State Key Laboratory of Cellular Stress Biology, School of Pharmaceutical Sciences, Xiamen University, Fujian, China.
State Key Laboratory of Cellular Stress Biology, School of Pharmaceutical Sciences, Xiamen University, Fujian, China.
Biochim Biophys Acta Gene Regul Mech. 2020 May;1863(5):194508. doi: 10.1016/j.bbagrm.2020.194508. Epub 2020 Feb 19.
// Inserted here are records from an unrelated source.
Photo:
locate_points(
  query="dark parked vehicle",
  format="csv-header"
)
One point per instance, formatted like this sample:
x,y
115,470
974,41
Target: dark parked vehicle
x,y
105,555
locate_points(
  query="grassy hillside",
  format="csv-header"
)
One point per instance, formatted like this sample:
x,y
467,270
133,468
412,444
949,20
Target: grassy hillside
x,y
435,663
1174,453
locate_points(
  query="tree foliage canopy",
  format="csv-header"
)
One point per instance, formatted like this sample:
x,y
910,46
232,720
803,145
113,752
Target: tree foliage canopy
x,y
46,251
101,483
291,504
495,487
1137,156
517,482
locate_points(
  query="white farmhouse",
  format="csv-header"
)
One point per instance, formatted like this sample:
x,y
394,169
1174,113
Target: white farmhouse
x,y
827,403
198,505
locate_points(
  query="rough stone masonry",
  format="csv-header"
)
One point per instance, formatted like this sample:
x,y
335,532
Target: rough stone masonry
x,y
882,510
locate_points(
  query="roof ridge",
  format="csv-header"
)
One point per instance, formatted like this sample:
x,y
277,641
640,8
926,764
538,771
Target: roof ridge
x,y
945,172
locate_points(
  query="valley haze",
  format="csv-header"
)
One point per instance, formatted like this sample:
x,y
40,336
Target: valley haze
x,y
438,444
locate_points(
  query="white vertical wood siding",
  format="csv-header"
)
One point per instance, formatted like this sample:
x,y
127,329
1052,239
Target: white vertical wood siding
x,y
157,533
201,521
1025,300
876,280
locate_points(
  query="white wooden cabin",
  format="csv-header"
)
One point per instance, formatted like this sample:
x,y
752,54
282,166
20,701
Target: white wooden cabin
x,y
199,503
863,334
The ELL (ELL1 and ELL2)-containing Super Elongation Complex (SEC) is required for efficient HIV-1 transactivation by the viral-encoded Tat protein. EAF1 and EAF2 are ELL-associated factors and considered as positive regulators of ELL. However, their role in HIV-1 transcriptional control is unknown. In this study, we show that EAF1/2 inhibit the SEC-dependent and Tat-activated HIV-1 transcription. EAF1/2 are found to interact with the SEC components in an ELL1/2-dependent manner. Surprisingly, the depletion of EAF1/2 increases the SEC formation and occupancy on the HIV-1 proviral DNA, thereby stimulating Tat transactivation of HIV-1. Although EAF1/2 interact with members of the SEC in a ELL-dependent manner, this interaction competes with the binding of the scaffolding subunit AFF1 with ELL, thus reducing the SEC formation. Together, these data reveal how EAF1/2 regulate the SEC formation to control HIV-1 transcription.
ELL(ELL1 和 ELL2)包含的超延伸复合物(SEC)是 HIV-1 病毒编码的 Tat 蛋白进行有效转录激活所必需的。EAF1 和 EAF2 是 ELL 相关因子,被认为是 ELL 的正向调节因子。然而,它们在 HIV-1 转录控制中的作用尚不清楚。在本研究中,我们表明 EAF1/2 抑制 SEC 依赖和 Tat 激活的 HIV-1 转录。发现 EAF1/2 以 ELL1/2 依赖的方式与 SEC 成分相互作用。令人惊讶的是,EAF1/2 的耗竭增加了 SEC 在 HIV-1 前病毒 DNA 上的形成和占据,从而刺激了 HIV-1 的 Tat 转录激活。尽管 EAF1/2 以 ELL 依赖的方式与 SEC 的成员相互作用,但这种相互作用与支架亚基 AFF1 与 ELL 的结合竞争,从而减少了 SEC 的形成。总之,这些数据揭示了 EAF1/2 如何调节 SEC 的形成来控制 HIV-1 转录。